The topics to be covered are:
    
  1. **Aspects of Scientific Computing**
    
  1. **Aspects of Data Wrangling**
    
  1. **Aspects of Data Visualization**
    
  1. **Aspects of Machine Learning**


Specifically, we will use and look at the following popular and powerful *libraries*:

* [`numpy`](https://numpy.org): scientific computing

* [`pandas`](https://pandas.pydata.org): data analysis

* [`matplotlib`](https://matplotlib.org): visualization

* [`scikit-learn`](https://scikit-learn.org): machine learning

Occasionally, we might borrow some support from

* [`scipy`](https://scipy.org): mathematics, algorithms

* [`seaborn`](https://seaborn.pydata.org): statistical data

Once installed on the machine, these packages can be imported into any `python` session.
By popular convention, this is done as follows:

* `numpy` is usually imported as `np`:

In [None]:
import numpy as np
np.__version__

* `pandas` is usually imported as `pd`:

In [None]:
import pandas as pd
pd.__version__

* The drawing routines in `matplotlib.pyplot` are usually imported as `plt`; 
  the version number is atteched to the top level package `matplotlib`:

In [None]:
import matplotlib.pyplot as plt
import matplotlib
matplotlib.__version__

* `seaborn` is usually imported as `sns`:

In [None]:
import seaborn as sns
sns.__version__

* Don't do this

![Screenshot%201-10-22%20at%2015.52.05.png](attachment:Screenshot%201-10-22%20at%2015.52.05.png)

* The libraries `scipy` and `scikit-learn` consist of several packages that need to be imported individually.
We'll see which and how later when we need them.  For now, let's just check the version numbers.

In [None]:
import scipy
scipy.__version__

In [None]:
import sklearn
sklearn.__version__

## Lecture Notes on `github`

* Lecture notes for this part of the course come in the form of `jupyter`  notebooks.

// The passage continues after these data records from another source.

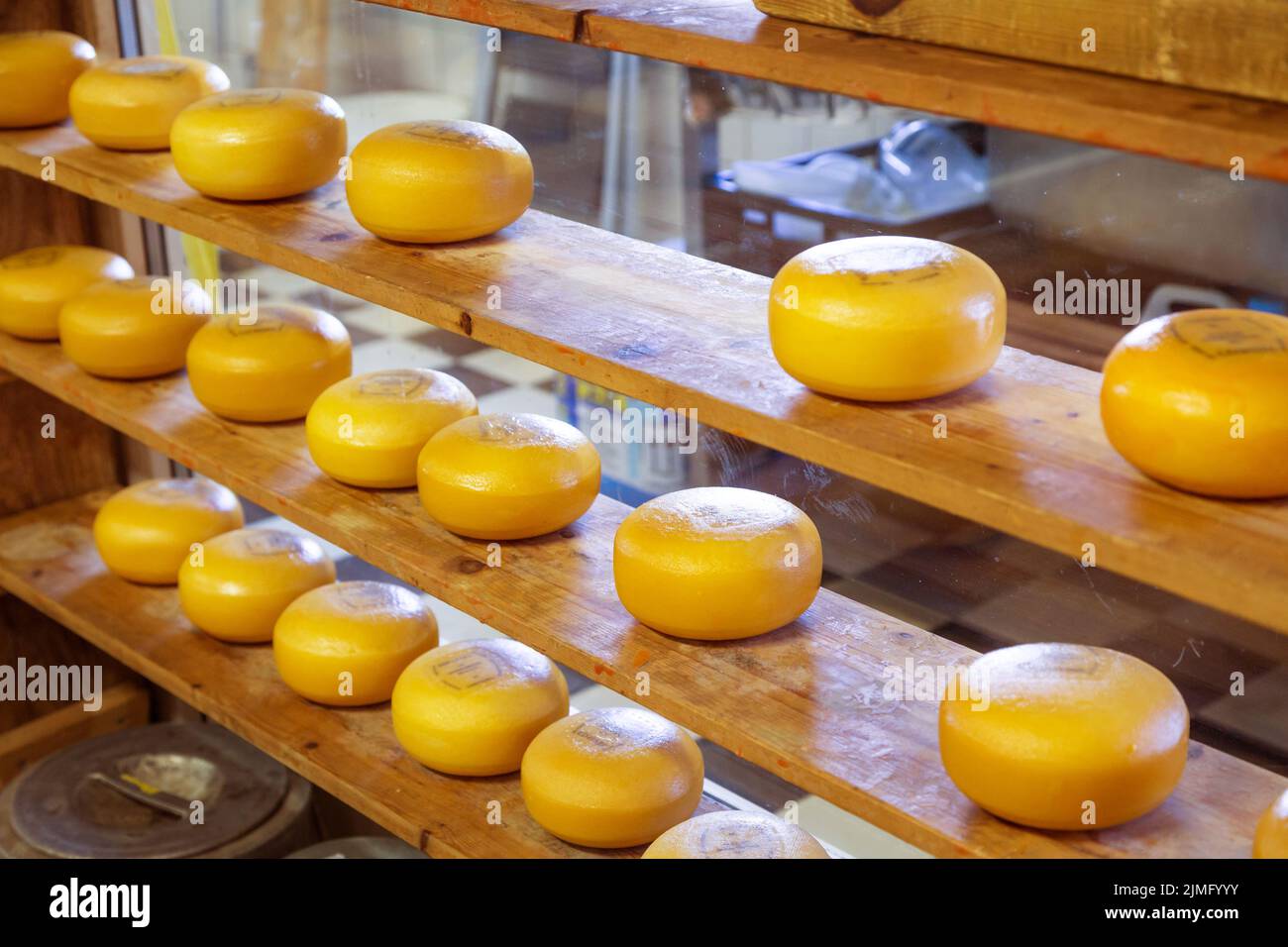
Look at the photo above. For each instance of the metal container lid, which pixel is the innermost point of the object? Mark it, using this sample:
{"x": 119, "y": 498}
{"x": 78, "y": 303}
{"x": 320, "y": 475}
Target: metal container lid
{"x": 133, "y": 793}
{"x": 360, "y": 847}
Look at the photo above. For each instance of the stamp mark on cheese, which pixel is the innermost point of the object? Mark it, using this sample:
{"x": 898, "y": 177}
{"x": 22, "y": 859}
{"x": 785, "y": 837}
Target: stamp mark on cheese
{"x": 471, "y": 668}
{"x": 1224, "y": 335}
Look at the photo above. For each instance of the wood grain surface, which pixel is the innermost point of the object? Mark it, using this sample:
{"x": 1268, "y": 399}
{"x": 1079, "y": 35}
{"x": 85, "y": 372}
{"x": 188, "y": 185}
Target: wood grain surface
{"x": 805, "y": 702}
{"x": 1234, "y": 47}
{"x": 1025, "y": 453}
{"x": 1190, "y": 125}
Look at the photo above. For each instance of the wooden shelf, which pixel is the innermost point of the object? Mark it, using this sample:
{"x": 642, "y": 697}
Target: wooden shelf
{"x": 804, "y": 702}
{"x": 48, "y": 560}
{"x": 1153, "y": 119}
{"x": 1024, "y": 454}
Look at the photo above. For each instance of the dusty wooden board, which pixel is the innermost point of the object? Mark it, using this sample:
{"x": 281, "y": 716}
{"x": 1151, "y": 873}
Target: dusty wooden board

* This allows us to include interactive `python` code
  with the text.
  
* The notebooks will be uploaded (and updated) on `github`
  at
  
>  https://github.com/gpfeiffer/cs102-4

* If `jupyter` is installed on your computer, you can download
  the notebooks and execute them there.
  
* Alternatively, you can follow the links 
[![Open in Binder](https://mybinder.org/badge_logo.svg)](https://mybinder.org/v2/gh/gpfeiffer/cs102-4/main)
or
[![Open in Colab](https://colab.research.google.com/assets/colab-badge.svg)](https://colab.research.google.com/github/gpfeiffer/cs102-4)
to execute the notebooks on `binder`, or Google's `colab` site ...

## Book/Notebook
**Python Data Science Handbook**
<br/>Jake VanderPlas
<br/>O'Reilly 2016
<br/>Jupyter [notebook](https://jakevdp.github.io/PythonDataScienceHandbook/) edition on `github`

## IPython

* An enhanced interactive `python` interpreter

* Started in 2001

* Provides a number of useful syntactic additions to the `python` language most of which built into `jupyter`

### Single Key Extensions

We'll briefly discuss the effects of the following symbols.

  1. `?`: Documentation

  1. `<tab>`:  Auto-Completion

  1. `%`: Magic Commands

  1. `!`: Shell Commands

In [None]:
?

###  Help and Documentation

###  Help and Documentation
* using `python`'s own `help` system

In [None]:
help(len)

* `ipython`'s `?` operator ...

In [None]:
len?

In [None]:
?len

* ... works on objects as well as on functions and methods ...

In [None]:
L = [1, 2, 3]
?L

In [None]:
?L.append

In [None]:
np?

* ... even on `python` functions you create yourself

In [None]:
def square(x):
    """returns the square of x"""
    return x * x

In [None]:
?square

* `ipython`'s `??` operator provides even more information, e.g. the function's source code, if that's available

In [None]:
??square

### Tab Completion

Type in the following commands and press `<tab>` ...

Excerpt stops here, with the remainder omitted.